With the influx of billionaires buying news organizations, “choose your billionaire carefully,” Maremont said. As “wealthy and influential people bring their biases to the party, … you have to decide whether or not you, as a journalist, want to live with that or not,” he said.

As for the recent purchase of the Washington Post by Jeffrey Bezos, founder and chief executive officer of, “we’re waiting” for an organizational shake-up, but it has yet to materialize, Liasson said.

Liasson and Maremont also expressed concern over the younger generation’s news consumption habits. “I am scared to death,” Liasson said. “An uninformed generation is a really scary thing.” While millennials are ripe with information about Miley Cyrus, even NPR interns don’t seem to know names of politicians, she added.

Though recent changes in journalism have been widely perceived as detrimental, some can be seen as positive, Maremont said. Young data miners can find interesting trends that spur stories, and multimedia pieces are becoming more common.

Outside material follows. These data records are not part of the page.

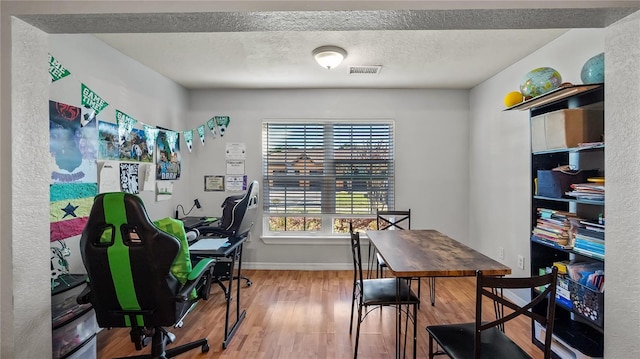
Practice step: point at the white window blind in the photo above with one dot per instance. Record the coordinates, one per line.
(312, 169)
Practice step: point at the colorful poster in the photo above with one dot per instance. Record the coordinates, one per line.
(70, 204)
(200, 130)
(212, 126)
(134, 146)
(108, 146)
(129, 178)
(56, 70)
(222, 122)
(150, 134)
(73, 148)
(168, 155)
(188, 139)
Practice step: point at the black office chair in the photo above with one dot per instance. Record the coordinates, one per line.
(238, 216)
(140, 276)
(377, 292)
(486, 338)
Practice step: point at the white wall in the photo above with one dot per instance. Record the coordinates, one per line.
(500, 148)
(127, 86)
(622, 132)
(431, 156)
(500, 165)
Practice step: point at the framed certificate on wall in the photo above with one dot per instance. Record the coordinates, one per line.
(213, 183)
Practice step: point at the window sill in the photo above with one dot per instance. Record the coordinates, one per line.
(340, 240)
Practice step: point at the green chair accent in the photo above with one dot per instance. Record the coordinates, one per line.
(139, 273)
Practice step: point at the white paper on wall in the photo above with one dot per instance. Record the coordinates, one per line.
(164, 190)
(109, 177)
(148, 178)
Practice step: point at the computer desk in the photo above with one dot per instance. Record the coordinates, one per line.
(233, 251)
(191, 222)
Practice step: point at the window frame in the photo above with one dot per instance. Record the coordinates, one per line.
(327, 228)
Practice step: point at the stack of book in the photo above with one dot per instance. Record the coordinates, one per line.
(553, 227)
(589, 239)
(589, 191)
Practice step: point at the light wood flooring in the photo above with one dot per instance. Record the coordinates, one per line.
(305, 314)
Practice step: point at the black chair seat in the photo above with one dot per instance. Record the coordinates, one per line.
(457, 340)
(382, 291)
(485, 338)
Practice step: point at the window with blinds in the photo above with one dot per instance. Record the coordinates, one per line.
(321, 176)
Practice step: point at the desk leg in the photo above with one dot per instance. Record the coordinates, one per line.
(228, 333)
(432, 290)
(398, 317)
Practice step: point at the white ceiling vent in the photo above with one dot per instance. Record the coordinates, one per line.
(365, 70)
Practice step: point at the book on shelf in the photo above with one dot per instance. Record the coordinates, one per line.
(589, 253)
(588, 246)
(590, 233)
(549, 242)
(594, 226)
(549, 236)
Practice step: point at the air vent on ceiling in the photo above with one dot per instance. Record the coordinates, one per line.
(365, 70)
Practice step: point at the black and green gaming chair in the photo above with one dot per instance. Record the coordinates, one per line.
(139, 273)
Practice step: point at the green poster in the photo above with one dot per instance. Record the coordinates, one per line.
(56, 70)
(125, 121)
(91, 100)
(223, 123)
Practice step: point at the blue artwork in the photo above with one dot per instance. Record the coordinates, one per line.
(73, 147)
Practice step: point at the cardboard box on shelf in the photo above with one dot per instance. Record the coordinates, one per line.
(566, 129)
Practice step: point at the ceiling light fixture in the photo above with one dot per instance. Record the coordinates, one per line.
(329, 56)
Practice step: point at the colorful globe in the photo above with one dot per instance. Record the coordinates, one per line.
(513, 98)
(593, 70)
(540, 81)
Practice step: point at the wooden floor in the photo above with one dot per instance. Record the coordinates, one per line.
(305, 314)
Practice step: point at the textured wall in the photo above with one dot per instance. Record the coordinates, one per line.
(622, 162)
(30, 192)
(500, 148)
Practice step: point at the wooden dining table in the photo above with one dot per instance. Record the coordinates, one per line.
(429, 253)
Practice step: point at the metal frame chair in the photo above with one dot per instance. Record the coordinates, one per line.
(487, 339)
(378, 292)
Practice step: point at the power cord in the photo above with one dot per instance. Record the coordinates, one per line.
(196, 203)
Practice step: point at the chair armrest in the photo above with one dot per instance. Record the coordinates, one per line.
(203, 267)
(85, 296)
(219, 232)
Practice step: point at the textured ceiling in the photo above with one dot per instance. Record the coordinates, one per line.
(409, 59)
(447, 48)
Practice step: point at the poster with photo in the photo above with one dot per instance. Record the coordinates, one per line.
(133, 146)
(108, 145)
(73, 148)
(168, 157)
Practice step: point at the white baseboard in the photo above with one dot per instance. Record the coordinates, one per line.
(297, 266)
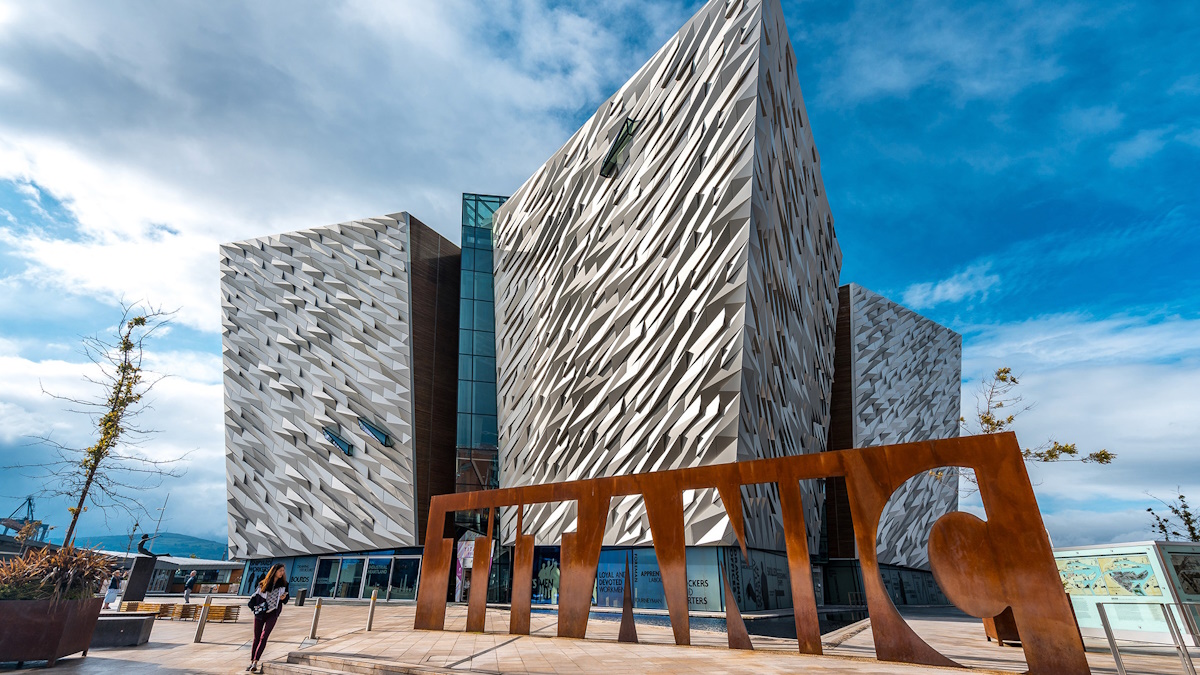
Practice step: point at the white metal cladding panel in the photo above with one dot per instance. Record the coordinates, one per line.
(317, 334)
(624, 306)
(907, 387)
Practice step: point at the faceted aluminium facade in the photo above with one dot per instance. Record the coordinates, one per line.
(898, 380)
(340, 353)
(666, 285)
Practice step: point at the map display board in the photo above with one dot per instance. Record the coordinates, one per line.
(1110, 575)
(1133, 581)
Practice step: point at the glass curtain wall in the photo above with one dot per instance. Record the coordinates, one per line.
(478, 457)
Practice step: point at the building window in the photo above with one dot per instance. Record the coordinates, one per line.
(342, 443)
(375, 431)
(619, 150)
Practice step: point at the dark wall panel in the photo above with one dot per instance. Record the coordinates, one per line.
(839, 526)
(436, 266)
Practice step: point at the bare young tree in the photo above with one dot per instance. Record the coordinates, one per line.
(1185, 526)
(112, 472)
(999, 405)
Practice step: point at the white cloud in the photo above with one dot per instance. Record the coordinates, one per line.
(169, 129)
(1092, 120)
(1128, 384)
(185, 408)
(1144, 144)
(888, 49)
(967, 285)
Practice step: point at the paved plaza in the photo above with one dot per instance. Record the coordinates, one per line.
(343, 645)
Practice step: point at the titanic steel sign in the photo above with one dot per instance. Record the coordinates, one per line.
(982, 566)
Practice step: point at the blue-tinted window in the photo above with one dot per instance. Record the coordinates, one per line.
(477, 326)
(463, 436)
(465, 389)
(468, 284)
(467, 315)
(484, 287)
(485, 317)
(485, 369)
(485, 344)
(485, 398)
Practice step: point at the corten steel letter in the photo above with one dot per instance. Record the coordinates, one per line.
(664, 509)
(435, 579)
(522, 579)
(982, 566)
(628, 626)
(580, 556)
(480, 569)
(799, 571)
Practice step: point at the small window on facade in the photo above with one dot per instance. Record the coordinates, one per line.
(342, 443)
(375, 431)
(619, 150)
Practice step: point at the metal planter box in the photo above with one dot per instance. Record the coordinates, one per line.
(46, 631)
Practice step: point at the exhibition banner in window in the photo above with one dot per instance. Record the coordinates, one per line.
(301, 574)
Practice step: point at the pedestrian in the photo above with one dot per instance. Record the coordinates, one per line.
(267, 603)
(114, 587)
(189, 586)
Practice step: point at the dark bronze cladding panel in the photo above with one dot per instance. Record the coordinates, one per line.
(841, 432)
(435, 272)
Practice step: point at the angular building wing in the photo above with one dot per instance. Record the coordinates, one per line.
(898, 380)
(666, 284)
(340, 350)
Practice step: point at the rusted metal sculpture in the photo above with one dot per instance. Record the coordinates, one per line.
(983, 567)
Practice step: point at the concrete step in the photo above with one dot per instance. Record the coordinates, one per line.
(316, 663)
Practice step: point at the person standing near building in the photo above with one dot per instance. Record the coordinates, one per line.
(271, 595)
(189, 586)
(114, 587)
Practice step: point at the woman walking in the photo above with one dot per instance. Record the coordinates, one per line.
(267, 602)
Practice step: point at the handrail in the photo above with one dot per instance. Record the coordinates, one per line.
(1171, 626)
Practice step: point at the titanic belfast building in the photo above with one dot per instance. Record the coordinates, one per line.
(663, 293)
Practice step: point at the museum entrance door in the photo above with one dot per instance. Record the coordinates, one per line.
(357, 577)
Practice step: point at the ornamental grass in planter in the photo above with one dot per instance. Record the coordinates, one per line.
(48, 604)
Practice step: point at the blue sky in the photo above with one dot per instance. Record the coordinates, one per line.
(1025, 173)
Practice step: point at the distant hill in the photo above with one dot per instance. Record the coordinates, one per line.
(180, 545)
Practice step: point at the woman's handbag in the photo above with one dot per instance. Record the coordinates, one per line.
(257, 604)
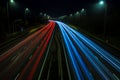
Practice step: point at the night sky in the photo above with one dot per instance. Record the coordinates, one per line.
(57, 8)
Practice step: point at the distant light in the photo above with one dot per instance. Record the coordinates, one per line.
(82, 10)
(101, 2)
(71, 15)
(45, 14)
(12, 1)
(27, 9)
(41, 13)
(77, 13)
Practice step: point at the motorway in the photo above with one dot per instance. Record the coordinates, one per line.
(58, 52)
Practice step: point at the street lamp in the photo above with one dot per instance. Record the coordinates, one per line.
(12, 1)
(103, 3)
(8, 16)
(26, 13)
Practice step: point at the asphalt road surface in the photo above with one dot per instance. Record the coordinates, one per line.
(58, 52)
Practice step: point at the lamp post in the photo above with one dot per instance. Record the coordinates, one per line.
(102, 3)
(26, 12)
(8, 16)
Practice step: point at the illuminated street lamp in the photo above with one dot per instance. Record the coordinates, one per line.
(102, 3)
(9, 2)
(26, 13)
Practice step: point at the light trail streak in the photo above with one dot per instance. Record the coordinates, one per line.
(114, 62)
(84, 44)
(72, 51)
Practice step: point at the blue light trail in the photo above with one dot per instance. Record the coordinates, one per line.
(73, 41)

“Big data is relatively accessible,” Liasson added.

“Good citizen journalism” has flowered in this new media environment, Maremont said. While it is expensive to do “good journalism,” Internet sensations — like the video of Mitt Romney’s 47 percent comment during the 2012 presidential campaign — can provide news coverage in the absence of professional reporting.

Both journalism veterans cautioned students who have an interest in a career in the industry. Maremont noted that young people with multimedia and technical skills are finding some success. But industry salaries are not promising, and aspiring journalists must be able to manage a personal brand.

“Like almost all important professions in society, … journalism is now becoming pink-collar,” Liasson said. It will be harder for those who need to be the “sole bread-winner” to provide, she said.